Жабёнок-лягушонок, или Проблемы с памятью и ложью [Юлия До] (fb2) читать онлайн


 [Настройки текста]  [Cбросить фильтры]

Юлия До Жабёнок-лягушонок, или Проблемы с памятью и ложью


Иногда мне кажется, что в памяти у меня не память, а комната смеха с кривыми зеркалами и дразнящими отражениями. Вытянутые, расширенные, низкие, кривые, закрученные – все они лишь смеются надо мной, двоятся, словно в глазах пьяного, и ничего не дают, кроме издевательских намеков и ничего не подсказывающих подсказок.

Должно быть, это банально – сидеть, ничего не делая, но размышляя о прошедшей юности, о потерянной памяти, и делиться этими мыслями с самим собой, делая вид, что хоть кто-то услышит их и оценит, поймет, пожалеет не их, но меня.

Как же глупо и странно помнить так многое, но не знать, что из этого – правда. Сказал непонятно, поясню: с самого детства я любил лгать. Поначалу это были лишь простые фантазии, произнесенные вслух, небольшие, почти незаметные, но придающие пикантности и остроты, словно маленькая щепотка специи. По сути, она блюда не меняет, эта щепотка, мясо остается мясом, суп – супом, а каша – кашей, но без этой самой щепотки (совсем малюсенькой, всего в несколько песчинок) вкус будет пресным, и повара никто не похвалит. Так все началось – со специй, добавленных умелой рукой мастера-лжеца, но на благородном уровне лжи, на который можно поставить половину населения нашей планеты, я продержался недолго. Мне было мало, пучина лжи и соблазнительных, любимых вымыслов затягивала меня. И я начал лгать неладно, грубо, неосторожно, начал вплетать в речь нелепейшие истории, которые придумывал на ходу, сбивался, повторялся, путался, снова повторялся и снова ошибался.

Кажется, вы, мой многоуважаемый воображаемый собеседник, меня не совсем понимаете, вы начинаете утешать меня, мол, все дети неумело врут, в этом нет ничего постыдного, не стоит мучить себя бессонницей и страстными попытками задушить себя простыней в приступах стыда. Вы, мой милый друг, не понимаете, – ах, как приятно обращаться к самому себе на «вы»! – позвольте привести пример.

У меня всегда потели руки. Они были холодными, влажными, липкими. Как у лягушки. Поэтому-то в школе меня дразнили Жабёнком-Лягушонком.
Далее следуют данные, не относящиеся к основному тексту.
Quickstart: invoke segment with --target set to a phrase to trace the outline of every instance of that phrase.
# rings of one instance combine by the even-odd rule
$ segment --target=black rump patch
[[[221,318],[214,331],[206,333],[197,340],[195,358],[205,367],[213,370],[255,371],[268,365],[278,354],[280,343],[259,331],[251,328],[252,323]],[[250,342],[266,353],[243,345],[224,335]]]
Тот день ничем не отличался от других дней в школе. Повсюду визг, крики, смех детей, жалобный скрип мела, звуки дерева. На перемене я доставал учебник математики, линейку, уронил карандаш. На учебнике была нарисована красная птичка, у нее в клювике мел, как будто птица умеет и, самое главное, считает нужным умение писать. В класс забежала, резво прыгая с квадратика на квадратик на полу, девочка, такая чистенькая, с косичками. Никак не могу вспомнить, как ее звали. Ее имя точно начиналось на какую-то гласную. Или на «н»? «Н» точно была в ее имени. Нина? Точно нет. Может быть, Инга? Хм, может быть. Или Инна? Инга или Инна? Не помню! Пожалуй, это и не важно. Так вот, забежала в класс Инна-Инга, развеселая, румяная. Она была той самой маленькой девочкой, которую любили буквально все: и родители, и учителя, и сверстники, и собаки. Почти у всех таких девочек есть собаки… И снова я отвлекся! Продолжаю: я доставал учебник, ни о чем не подозревая, Инна-Инга подбежала и схватила меня за руку своей обезьяньей лапкой (и снова я забыл уточнить, что была у Инны-Инги ужасная привычка хватать всех за руки и тащить, напирая всем тельцем, в нужном ей направлении). Я никогда не дружил с ней, поэтому опасности не ожидал, не думал, что ей вообще когда-либо может от меня что-то понадобиться. Но что-то ей все-таки понадобилось. Инна-Инга схватила меня и отпрыгнула, не терпя ни секунды, брезгливо вытирая короткопалую кисть о клетчатое платьице. «Бе-е-е, Жабёнок-Лягушонок, – пищала она, – у тебя руки потные!» Уж не знаю, что на меня тогда нашло, но сделалось на душе мне так неспокойно и так обидно, что я не сумел сдержать поток новой лжи.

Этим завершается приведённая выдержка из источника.